I am feeling really torn right now. Like many of us, I have never experienced a pandemic before. This year has turned many of our lives upside down, and with no vaccine readily available I am unsure of what we should expect over the next several months (or even longer).

I am sure if you have read my blogs you will understand how much I love to travel and explore different places. I’m also Australian born, but living in the UK, so getting back to my ‘home’ turf is incredibly important to me. I generally plan a trip at least once a year. Last year (2019) was the exception, being the first year I didn’t travel home for various reasons. I was really excited for my plans to get back to Brisbane in April this year, and bitterly disappointed when those travel plans were cancelled due to the spread of Covid-19. 

Whilst I love my life in the UK, I need to feel close to my family and friends back home in Australia. When I’m there I’m back to my roots, and I feel like a part of me recharges and I can reconnect to my childhood and early adulthood as I spend time with the people I love and care for. I’ve always been able to fly home at short notice if needed, and even though it is an almost 24-hour journey back, Australia has never felt that far away to me. Until now.

Right now, I can’t just board a plane and get home. With restrictions and quarantine rules, even with my Australian passport I cannot go home.  

Early this year, and before this crisis hit, we also booked flights to Australia for Christmas this year. Covid-19 was starting to hit headlines around China when we paid for these flights, but we had no idea how big this pandemic would be all across the world. When we booked, all I was thinking was that I haven’t been home for Christmas in almost 10 years. I was purely focused on giving my four-year-old son an Australian Christmas experience with his Nana and his cousins. 

The last time we flew to Australia in July 2018

With all travel plans and flights being cancelled this year, I kept holding hope that this would be over by Christmas. Perhaps I have been a little naive? 

I haven’t hugged my mum for over twelve months now. I need that hug! 

As I continue to read the news headlines, I can’t see an immediate out to this pandemic. I am now starting to really doubt that Christmas in Australia in 20202 will be a reality for us. With just over four months before our planned departure, I can’t see a vaccine being readily available, and lockdown restrictions have seen more rising cases and concerns of a second wave. I have to prepare myself for the likelihood of these restrictions ramping up again, and that could mean our trip is cancelled. Again!

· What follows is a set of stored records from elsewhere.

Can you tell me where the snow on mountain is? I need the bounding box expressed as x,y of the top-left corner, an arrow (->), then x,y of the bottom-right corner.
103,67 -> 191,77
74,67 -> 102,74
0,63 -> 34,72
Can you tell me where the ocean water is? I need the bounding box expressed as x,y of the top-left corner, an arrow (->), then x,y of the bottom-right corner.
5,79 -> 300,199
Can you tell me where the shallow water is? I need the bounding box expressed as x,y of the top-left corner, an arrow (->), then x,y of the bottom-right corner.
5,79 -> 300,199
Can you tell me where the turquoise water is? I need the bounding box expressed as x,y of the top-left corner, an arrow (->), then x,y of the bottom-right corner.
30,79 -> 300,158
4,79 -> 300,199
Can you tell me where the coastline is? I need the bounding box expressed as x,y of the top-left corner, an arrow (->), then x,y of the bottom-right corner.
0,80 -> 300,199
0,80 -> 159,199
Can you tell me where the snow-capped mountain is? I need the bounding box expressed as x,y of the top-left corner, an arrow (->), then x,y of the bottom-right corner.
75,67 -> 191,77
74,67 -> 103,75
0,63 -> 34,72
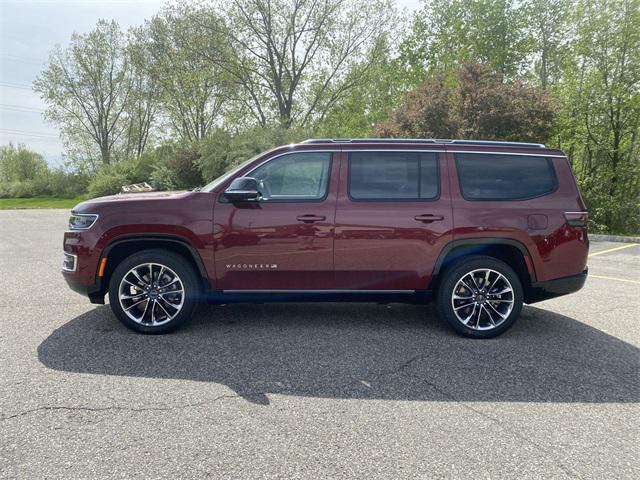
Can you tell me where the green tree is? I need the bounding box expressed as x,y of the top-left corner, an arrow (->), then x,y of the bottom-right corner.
400,0 -> 530,85
0,143 -> 49,182
522,0 -> 572,90
196,0 -> 394,128
34,20 -> 131,164
376,62 -> 554,142
135,6 -> 228,142
555,0 -> 640,233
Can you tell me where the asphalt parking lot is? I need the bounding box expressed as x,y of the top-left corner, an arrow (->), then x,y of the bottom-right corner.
0,210 -> 640,479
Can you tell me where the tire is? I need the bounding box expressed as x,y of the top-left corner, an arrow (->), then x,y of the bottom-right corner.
436,256 -> 523,338
109,249 -> 200,334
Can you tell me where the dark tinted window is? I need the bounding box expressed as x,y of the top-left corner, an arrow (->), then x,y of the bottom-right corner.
349,152 -> 439,200
456,153 -> 556,200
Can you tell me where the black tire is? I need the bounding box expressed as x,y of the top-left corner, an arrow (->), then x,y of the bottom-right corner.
436,255 -> 523,338
109,249 -> 200,334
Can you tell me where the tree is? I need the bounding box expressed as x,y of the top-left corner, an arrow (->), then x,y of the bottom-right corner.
135,6 -> 228,141
376,62 -> 554,142
400,0 -> 530,85
522,0 -> 571,90
125,36 -> 161,158
34,20 -> 131,164
196,0 -> 394,128
0,143 -> 49,182
556,0 -> 640,233
316,37 -> 404,138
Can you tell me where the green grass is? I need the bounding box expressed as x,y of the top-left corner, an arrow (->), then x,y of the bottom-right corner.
0,195 -> 87,210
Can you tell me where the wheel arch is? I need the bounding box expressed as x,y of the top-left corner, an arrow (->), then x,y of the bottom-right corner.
100,235 -> 209,297
430,238 -> 536,299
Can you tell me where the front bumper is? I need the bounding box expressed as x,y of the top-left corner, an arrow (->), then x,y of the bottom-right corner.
525,268 -> 589,303
62,270 -> 105,305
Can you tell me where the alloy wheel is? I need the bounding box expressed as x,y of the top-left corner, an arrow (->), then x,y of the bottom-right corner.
451,268 -> 515,330
118,263 -> 185,327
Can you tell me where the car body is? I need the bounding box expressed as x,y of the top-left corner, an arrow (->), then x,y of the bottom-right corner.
63,139 -> 589,337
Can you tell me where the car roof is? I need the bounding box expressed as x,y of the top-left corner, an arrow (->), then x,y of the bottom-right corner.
296,138 -> 565,157
300,138 -> 545,148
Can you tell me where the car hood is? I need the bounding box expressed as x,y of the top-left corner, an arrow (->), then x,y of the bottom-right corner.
72,191 -> 194,213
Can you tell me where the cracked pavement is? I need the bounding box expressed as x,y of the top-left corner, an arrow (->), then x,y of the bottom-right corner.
0,210 -> 640,479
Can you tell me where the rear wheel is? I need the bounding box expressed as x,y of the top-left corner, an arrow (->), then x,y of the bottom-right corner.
437,256 -> 523,338
109,250 -> 199,333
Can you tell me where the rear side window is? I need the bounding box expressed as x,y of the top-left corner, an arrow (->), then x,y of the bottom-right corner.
456,153 -> 557,200
349,151 -> 440,200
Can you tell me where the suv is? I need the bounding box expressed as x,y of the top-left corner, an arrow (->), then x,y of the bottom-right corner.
63,139 -> 589,338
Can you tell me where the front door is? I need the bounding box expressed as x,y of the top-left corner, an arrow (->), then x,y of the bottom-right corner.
334,149 -> 453,290
214,151 -> 340,290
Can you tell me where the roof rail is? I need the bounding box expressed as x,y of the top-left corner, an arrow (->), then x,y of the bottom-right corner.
301,138 -> 545,148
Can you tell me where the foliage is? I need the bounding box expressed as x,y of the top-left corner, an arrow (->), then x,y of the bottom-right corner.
0,143 -> 49,182
555,0 -> 640,233
194,0 -> 395,128
400,0 -> 530,85
198,127 -> 309,182
130,6 -> 228,142
0,144 -> 87,198
20,0 -> 640,233
376,62 -> 553,142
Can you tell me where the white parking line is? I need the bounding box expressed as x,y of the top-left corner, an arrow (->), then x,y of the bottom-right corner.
589,243 -> 639,257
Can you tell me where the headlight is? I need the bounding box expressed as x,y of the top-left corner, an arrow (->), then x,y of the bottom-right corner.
69,213 -> 98,230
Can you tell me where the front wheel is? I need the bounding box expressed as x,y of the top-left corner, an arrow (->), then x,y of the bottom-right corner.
437,256 -> 523,338
109,249 -> 199,333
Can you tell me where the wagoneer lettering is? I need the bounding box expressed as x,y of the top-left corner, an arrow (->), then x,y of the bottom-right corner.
62,139 -> 589,338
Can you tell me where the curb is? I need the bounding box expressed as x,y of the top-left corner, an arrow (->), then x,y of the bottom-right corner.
589,233 -> 640,243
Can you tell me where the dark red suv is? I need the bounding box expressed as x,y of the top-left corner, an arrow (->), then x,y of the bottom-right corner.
63,139 -> 589,338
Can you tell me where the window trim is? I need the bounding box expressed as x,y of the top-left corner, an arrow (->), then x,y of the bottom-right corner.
454,152 -> 559,202
344,149 -> 444,203
219,150 -> 332,204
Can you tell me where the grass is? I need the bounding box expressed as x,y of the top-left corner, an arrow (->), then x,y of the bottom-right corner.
0,195 -> 87,210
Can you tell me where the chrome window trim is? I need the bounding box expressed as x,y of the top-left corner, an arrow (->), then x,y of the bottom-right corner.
67,212 -> 100,232
62,252 -> 78,273
447,150 -> 567,158
242,149 -> 341,177
342,148 -> 566,158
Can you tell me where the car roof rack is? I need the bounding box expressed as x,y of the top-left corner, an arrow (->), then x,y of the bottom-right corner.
301,138 -> 545,148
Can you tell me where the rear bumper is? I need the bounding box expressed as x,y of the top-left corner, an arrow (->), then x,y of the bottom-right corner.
525,268 -> 589,303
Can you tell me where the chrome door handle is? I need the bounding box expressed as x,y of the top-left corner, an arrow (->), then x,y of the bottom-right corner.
413,213 -> 444,223
296,215 -> 327,223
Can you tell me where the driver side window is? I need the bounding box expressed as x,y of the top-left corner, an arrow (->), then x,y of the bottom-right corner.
248,152 -> 331,201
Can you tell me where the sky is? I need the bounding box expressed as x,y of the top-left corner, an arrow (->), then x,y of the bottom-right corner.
0,0 -> 420,165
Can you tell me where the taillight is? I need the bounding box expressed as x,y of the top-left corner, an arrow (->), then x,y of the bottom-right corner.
564,212 -> 587,227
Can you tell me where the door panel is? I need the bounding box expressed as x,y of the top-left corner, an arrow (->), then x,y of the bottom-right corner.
334,151 -> 453,290
214,152 -> 340,290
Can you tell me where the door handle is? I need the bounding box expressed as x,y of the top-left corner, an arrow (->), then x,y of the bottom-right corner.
413,213 -> 444,223
296,215 -> 327,223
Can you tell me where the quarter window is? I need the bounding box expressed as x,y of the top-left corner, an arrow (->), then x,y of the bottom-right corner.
349,152 -> 440,200
456,153 -> 557,200
248,152 -> 331,201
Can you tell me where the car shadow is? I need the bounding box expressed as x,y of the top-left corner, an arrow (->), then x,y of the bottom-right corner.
38,303 -> 640,405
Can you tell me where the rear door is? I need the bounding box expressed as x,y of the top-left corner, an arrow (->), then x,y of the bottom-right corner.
214,151 -> 340,291
334,148 -> 453,291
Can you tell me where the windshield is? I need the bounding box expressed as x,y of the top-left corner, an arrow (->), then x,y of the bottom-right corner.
201,153 -> 262,192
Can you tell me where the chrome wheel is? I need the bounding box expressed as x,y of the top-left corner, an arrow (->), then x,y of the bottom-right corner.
451,268 -> 515,330
118,263 -> 184,327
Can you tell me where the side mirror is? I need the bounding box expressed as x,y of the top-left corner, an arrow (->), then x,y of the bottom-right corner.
224,177 -> 260,202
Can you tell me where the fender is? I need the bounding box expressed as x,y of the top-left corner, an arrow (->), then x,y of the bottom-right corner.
100,234 -> 209,285
433,237 -> 537,284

The other great concern for me right now, is the flight length. Twenty-four hours on a flight is a long time, and I need to think about more than just me, but also my family. We would need to wear a mask throughout the entire journey. As I think about this, I dread the journey. It’s already uncomfortable sitting on a flight for such an extended period of time, let alone with a face covering where you’re continually breathing in your own hot air. I can barely cope with just running in and out of a shop these days to get the essentials. Twenty-four hours with my mouth and nose covered will be almost unbearable.

So, you can imagine, with just four months before our departure, I’m feeling anxious and uncertain. It feels like a waiting game to see what happens next, how this situation progresses, and whether there is any hope of a vaccine helping us to get back to some kind of normality. In the meantime I continue to monitor the news and updates in both countries, and at the same time I need to consider what would be the sensible approach to our travel plans, for the safety and well-being of me and my family? 

I know for sure that had I not already booked the flight; I wouldn’t be heading on a long haul flight right now. For me it’s not only about the destination, it’s about the entire journey to get there. Australia has actually not been hit as hard with Covid-19 compared to many other countries. It is the airport check-in, the stopovers and the fact that you are confined on one small aircraft for around ten hours plus, with many other passengers who may or may not have come into contact with the virus. Despite the precaution’s airlines are taking, I’m not convinced they can truly tell who is carrying Covid-19, and we don’t have enough information yet about how the virus truly spreads to understand what prevents us being exposed.

Whilst I want to support the airline industry, and I know how damaging the pandemic has been to many airlines and tourism specialists, the sensible side of me says this is a personal risk I am taking at this point in time.  

Yet my heart strikes a different argument. It really wants that hug right now. 

3 thoughts on “The COVID Travel Dilemna

  1. I feel for you R – so much!
    I was lucky enough to get home last October, for the first time in 10 years. Admittedly, it wasn’t for the greatest reason (my son’s operation) but nonetheless it was a marvelous time seeing family again.
    Living in a foreign country is never easy – although for you, probably easier than for me, who doesn’t have the language but the call of family is so very strong and I feel it also.
    All I can say is let your heart rule – we only get one shot at this thing called life and if we neglect the opportunities that present themselves, we can do the worst thing possible for a human being – “die with the music still inside of us”. Spread your music and spread your love.
    The very best wishes to you, your loved ones and all of this crazy, mixed-up world we call home.